The same goes for the drinking, the misogyny, the anti-Semitism and the racial gibes. They are all so completely of-a-piece with the surrounding milieu that, after an episode or two, they become part of the socio-cultural furniture. It makes for some uneasy viewing, in a weird place between abhorrence and nostalgia.
Playing ping-pong with our memories of things past in this way is a trick that's become fashionable on television recently, most notably in the BBC's Life on Mars and its follow-up Ashes to Ashes. But where those two series play it for laughs, and sugar the pill with plenty of wham-bam action scenes, Mad Men is a much more subtle piece. It centres around Don Draper (Jon Hamm), the creative director at Stirling Cooper. A war hero with a 1950s movie-star mien, Draper has one foot firmly in the past, but as a brilliant ad man and a survivor, he also has one eye on adapting for the future.

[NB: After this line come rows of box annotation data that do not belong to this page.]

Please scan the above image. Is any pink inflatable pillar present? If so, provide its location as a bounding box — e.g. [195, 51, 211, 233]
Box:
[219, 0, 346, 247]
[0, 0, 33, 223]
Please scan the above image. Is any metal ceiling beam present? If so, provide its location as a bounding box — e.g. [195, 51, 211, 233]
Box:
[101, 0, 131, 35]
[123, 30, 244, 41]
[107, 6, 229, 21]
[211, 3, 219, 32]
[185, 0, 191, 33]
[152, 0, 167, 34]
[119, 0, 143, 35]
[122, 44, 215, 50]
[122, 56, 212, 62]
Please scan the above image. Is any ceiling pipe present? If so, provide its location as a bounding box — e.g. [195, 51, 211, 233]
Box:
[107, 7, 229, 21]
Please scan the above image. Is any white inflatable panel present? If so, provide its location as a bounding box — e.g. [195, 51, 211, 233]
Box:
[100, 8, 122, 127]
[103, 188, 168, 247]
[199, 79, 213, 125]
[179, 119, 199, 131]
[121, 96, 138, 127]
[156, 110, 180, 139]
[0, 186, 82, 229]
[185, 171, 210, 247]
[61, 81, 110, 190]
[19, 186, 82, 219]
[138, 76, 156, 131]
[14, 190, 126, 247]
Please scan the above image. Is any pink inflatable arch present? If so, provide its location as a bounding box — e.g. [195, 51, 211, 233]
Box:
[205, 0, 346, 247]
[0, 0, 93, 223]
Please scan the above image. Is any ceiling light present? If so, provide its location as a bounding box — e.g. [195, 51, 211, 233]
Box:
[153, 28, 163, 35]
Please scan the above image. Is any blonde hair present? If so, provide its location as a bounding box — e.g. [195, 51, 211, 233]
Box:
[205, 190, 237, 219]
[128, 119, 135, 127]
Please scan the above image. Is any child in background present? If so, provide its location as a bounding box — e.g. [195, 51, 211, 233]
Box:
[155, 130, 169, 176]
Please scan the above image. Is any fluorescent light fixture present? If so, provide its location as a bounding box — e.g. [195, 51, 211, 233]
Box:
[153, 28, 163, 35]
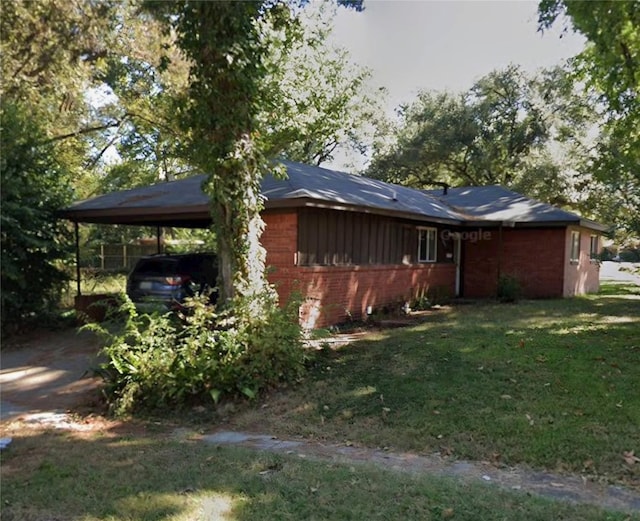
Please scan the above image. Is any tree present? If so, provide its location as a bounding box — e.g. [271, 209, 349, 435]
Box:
[538, 0, 640, 114]
[0, 0, 125, 331]
[538, 0, 640, 235]
[147, 1, 365, 302]
[368, 66, 593, 209]
[0, 100, 72, 334]
[265, 3, 384, 165]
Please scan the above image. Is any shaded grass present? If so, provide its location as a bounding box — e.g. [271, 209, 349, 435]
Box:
[232, 285, 640, 486]
[1, 431, 630, 521]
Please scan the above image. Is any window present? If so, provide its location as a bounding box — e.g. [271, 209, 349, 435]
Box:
[418, 228, 437, 262]
[589, 235, 600, 260]
[569, 232, 580, 264]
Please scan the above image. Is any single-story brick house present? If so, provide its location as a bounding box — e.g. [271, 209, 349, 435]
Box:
[62, 161, 606, 327]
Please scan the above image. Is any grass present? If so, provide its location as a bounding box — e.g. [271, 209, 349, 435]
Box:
[0, 284, 640, 521]
[230, 284, 640, 487]
[1, 424, 631, 521]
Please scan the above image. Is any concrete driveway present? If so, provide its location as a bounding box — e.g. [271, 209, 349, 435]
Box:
[0, 262, 640, 421]
[600, 261, 640, 285]
[0, 329, 100, 421]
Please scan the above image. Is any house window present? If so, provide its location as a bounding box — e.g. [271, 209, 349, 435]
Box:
[589, 235, 600, 260]
[569, 232, 580, 264]
[418, 228, 437, 262]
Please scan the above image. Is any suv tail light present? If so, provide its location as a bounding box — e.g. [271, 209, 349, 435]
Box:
[164, 275, 191, 286]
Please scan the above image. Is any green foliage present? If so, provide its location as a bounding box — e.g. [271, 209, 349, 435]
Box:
[0, 100, 72, 333]
[538, 0, 640, 236]
[87, 293, 304, 414]
[367, 66, 595, 209]
[497, 273, 522, 302]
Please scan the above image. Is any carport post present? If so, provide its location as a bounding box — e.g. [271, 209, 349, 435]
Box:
[73, 221, 82, 296]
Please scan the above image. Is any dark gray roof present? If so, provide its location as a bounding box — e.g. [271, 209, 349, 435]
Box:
[60, 161, 595, 227]
[60, 161, 464, 227]
[426, 185, 606, 231]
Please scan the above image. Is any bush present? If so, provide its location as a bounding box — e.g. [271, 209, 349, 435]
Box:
[88, 288, 304, 414]
[498, 275, 522, 302]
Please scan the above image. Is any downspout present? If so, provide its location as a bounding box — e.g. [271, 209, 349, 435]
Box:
[496, 221, 503, 296]
[156, 226, 162, 254]
[73, 221, 82, 296]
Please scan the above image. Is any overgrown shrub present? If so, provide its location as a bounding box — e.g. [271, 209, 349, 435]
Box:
[89, 288, 304, 414]
[498, 274, 522, 302]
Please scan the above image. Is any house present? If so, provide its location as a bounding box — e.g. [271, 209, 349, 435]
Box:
[62, 161, 606, 327]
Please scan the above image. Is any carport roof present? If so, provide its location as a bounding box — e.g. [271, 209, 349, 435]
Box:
[60, 161, 464, 228]
[60, 161, 605, 231]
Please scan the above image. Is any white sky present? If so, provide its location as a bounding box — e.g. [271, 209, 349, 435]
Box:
[334, 0, 584, 111]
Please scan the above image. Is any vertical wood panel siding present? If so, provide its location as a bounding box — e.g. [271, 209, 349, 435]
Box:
[297, 208, 453, 266]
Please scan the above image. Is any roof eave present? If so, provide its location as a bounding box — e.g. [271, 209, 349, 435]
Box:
[265, 197, 464, 226]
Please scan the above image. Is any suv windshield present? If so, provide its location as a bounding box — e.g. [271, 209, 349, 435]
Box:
[127, 253, 218, 309]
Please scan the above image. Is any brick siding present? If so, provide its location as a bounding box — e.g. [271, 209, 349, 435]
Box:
[262, 210, 455, 327]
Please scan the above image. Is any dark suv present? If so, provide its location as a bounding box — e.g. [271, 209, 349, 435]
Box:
[127, 253, 218, 311]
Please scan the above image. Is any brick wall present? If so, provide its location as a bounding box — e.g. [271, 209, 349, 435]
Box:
[262, 210, 599, 327]
[262, 210, 455, 327]
[463, 228, 566, 298]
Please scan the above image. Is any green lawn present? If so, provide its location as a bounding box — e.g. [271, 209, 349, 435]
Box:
[0, 285, 640, 521]
[231, 284, 640, 485]
[1, 431, 631, 521]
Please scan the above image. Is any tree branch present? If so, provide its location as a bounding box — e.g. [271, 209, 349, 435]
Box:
[38, 120, 126, 146]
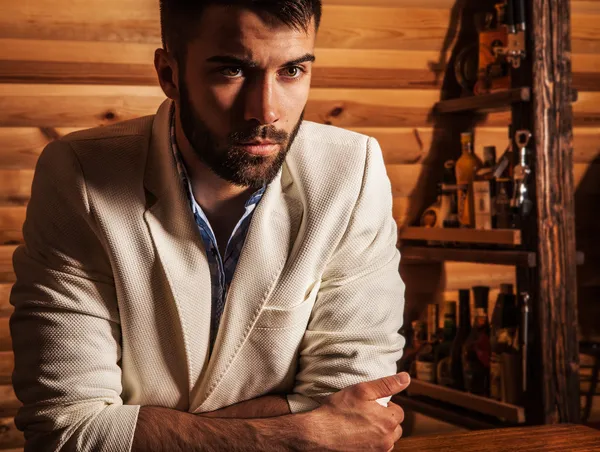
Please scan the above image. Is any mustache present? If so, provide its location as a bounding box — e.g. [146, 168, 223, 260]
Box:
[229, 125, 289, 144]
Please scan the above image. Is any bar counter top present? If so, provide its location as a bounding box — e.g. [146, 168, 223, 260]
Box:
[394, 424, 600, 452]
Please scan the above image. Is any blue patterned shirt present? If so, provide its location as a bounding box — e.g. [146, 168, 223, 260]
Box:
[170, 107, 266, 352]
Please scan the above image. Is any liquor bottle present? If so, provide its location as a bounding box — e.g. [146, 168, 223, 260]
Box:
[442, 160, 460, 228]
[435, 301, 456, 388]
[462, 286, 490, 396]
[494, 124, 515, 180]
[456, 133, 482, 227]
[490, 284, 521, 404]
[397, 320, 427, 378]
[450, 289, 471, 390]
[473, 146, 496, 230]
[416, 304, 438, 383]
[512, 130, 533, 229]
[421, 184, 451, 228]
[474, 2, 510, 95]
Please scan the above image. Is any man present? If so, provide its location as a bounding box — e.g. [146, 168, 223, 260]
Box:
[11, 0, 408, 452]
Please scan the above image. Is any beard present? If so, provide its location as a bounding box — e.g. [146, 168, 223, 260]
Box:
[179, 80, 304, 189]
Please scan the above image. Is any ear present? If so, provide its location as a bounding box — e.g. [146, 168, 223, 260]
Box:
[154, 48, 179, 100]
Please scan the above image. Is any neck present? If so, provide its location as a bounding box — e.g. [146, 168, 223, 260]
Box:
[175, 110, 254, 216]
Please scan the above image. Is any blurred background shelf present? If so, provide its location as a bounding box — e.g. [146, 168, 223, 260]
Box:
[433, 87, 531, 114]
[399, 227, 521, 247]
[400, 245, 537, 268]
[406, 379, 525, 425]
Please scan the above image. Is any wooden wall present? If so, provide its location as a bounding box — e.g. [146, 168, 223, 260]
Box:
[0, 0, 600, 447]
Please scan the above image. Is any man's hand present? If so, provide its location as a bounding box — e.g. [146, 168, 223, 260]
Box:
[307, 373, 410, 452]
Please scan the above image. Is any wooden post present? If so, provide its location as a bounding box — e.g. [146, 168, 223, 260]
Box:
[531, 0, 580, 424]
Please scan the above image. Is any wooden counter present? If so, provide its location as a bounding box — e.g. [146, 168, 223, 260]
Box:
[394, 424, 600, 452]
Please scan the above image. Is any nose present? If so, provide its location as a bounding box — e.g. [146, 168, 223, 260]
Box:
[244, 76, 279, 125]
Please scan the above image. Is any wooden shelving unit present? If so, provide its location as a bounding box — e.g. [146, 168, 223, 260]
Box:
[400, 245, 537, 268]
[433, 87, 531, 114]
[392, 392, 510, 430]
[399, 227, 521, 247]
[406, 379, 525, 424]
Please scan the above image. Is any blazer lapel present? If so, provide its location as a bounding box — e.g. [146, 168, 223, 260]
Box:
[190, 165, 303, 412]
[144, 100, 211, 400]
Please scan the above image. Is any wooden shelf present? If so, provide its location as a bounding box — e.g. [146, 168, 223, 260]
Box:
[399, 227, 521, 246]
[433, 87, 531, 114]
[392, 392, 510, 430]
[400, 246, 536, 268]
[406, 379, 525, 424]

The team that he assembles around him, from his fledgeling secretary Peggy (Elizabeth Moss, aka President Bartlet's daughter Zoey in The West Wing) to the unctuous tyro Pete Campbell (Vincent Kartheiser) all have their own secrets and fears. In the first few episodes very little happens. Instead, Mad Men takes exquisite care to ground the viewer in the sights, aesthetic and mores of a particular moment in time. When it launched in America last year, Mad Men was the single stand-out critical hit, hailed as being an entirely original immersion in America's not-so-distant past. It won Best Drama at this year's Golden Globes, with Hamm taking the Best Actor award.
“I placed it very specifically,” says the show's creator, Matthew Weiner, who worked as a producer and writer on The Sopranos. He cites the idiom of Salinger and John Cheever as well as movies such as The Apartment and Cash McCall as influences. Of course, 1960 was the year that John F. Kennedy was elected. But Weiner is trying to show how America remained as divided as ever. “There's always a counter-culture in the United States. The election of John F.Kennedy has been historically metabolised as this assertion of youth and hope - the truth is that election was decided by a very small percentage of the country; half the country did not vote for him.”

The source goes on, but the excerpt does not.